Ora, a hipótese destes autos é diametralmente oposta, notadamente porque a agravante e o de cujus foram casados por mais de 35 (trinta e cinco) anos.
Nesse contexto, mister afirmar que a mais adequada interpretação do art.1829, inciso I, no que respeita à separação convencional de bens, é aquela que entende ter o cônjuge direitos sucessórios em concorrência com os herdeiros do autor da herança, sendo essa, de resto, a interpretação literal e lógica do próprio dispositivo.

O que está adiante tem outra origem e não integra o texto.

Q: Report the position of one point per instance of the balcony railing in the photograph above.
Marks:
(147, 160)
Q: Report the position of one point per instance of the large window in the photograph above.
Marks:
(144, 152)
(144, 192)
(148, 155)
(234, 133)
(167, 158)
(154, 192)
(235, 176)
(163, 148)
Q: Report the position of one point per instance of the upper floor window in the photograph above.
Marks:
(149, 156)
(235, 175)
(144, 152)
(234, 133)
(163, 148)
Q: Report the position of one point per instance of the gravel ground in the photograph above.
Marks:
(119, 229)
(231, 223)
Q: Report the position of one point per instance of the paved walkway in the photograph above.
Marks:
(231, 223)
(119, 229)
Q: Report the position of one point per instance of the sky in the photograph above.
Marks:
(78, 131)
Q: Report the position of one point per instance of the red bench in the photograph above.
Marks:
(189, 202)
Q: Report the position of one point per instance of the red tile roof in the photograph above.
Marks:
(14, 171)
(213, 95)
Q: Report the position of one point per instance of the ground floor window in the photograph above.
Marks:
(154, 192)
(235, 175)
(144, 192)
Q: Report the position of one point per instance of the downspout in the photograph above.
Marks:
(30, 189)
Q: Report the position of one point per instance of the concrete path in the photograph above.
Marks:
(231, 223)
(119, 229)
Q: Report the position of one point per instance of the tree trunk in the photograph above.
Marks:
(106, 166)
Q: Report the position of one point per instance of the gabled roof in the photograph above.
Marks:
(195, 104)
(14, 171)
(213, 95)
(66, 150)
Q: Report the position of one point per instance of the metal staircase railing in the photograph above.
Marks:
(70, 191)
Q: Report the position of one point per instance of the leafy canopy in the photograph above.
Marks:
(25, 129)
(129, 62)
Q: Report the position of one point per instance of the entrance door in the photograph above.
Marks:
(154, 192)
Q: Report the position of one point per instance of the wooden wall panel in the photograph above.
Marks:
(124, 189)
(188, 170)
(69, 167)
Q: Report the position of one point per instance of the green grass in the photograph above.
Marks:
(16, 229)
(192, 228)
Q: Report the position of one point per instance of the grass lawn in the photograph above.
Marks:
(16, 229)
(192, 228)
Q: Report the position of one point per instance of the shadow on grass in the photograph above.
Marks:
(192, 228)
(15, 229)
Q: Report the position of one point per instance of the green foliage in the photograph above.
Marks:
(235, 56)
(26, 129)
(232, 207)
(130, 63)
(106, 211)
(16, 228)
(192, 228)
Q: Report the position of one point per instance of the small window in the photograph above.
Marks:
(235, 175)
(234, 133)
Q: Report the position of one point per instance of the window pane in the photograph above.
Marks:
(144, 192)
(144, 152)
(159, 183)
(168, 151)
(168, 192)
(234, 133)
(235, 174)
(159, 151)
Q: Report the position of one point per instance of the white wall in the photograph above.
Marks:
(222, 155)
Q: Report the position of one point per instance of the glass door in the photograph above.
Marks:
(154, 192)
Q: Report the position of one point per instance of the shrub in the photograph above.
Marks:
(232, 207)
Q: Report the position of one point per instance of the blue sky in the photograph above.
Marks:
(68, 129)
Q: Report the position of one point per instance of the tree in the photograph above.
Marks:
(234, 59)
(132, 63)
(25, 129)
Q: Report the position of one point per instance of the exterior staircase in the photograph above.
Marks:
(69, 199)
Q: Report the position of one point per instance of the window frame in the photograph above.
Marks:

Literal porque, como já afirmado, o regime da separação convencional de bens não foi previsto como exceção à regra da concorrência entre cônjuge e descendentes. E lógica porque a intenção do legislador ao estabelecer tais exceções foi a de afastar o cônjuge da concorrência com os descendentes quando ele já é meeiro, isto é, o objetivo da lei foi exatamente proteger o cônjuge que não tem direito à meação.
Vale ressaltar que esta conclusão constou expressamente do Recurso Especial nº 1.111.095/TJ, que tratou de matéria semelhante a destes autos, tendo o Relator (Ministro Carlos Fernando Mathias) afirmado que “A alteração engendrada na norma civil, alçando o cônjuge supérstite à condição de herdeiro necessário (art.1845), tem o escopo de protegê-lo nas hipóteses em que desprovido o mesmo de percebimento de eventual meação advinda do regime matrimonial adotado.”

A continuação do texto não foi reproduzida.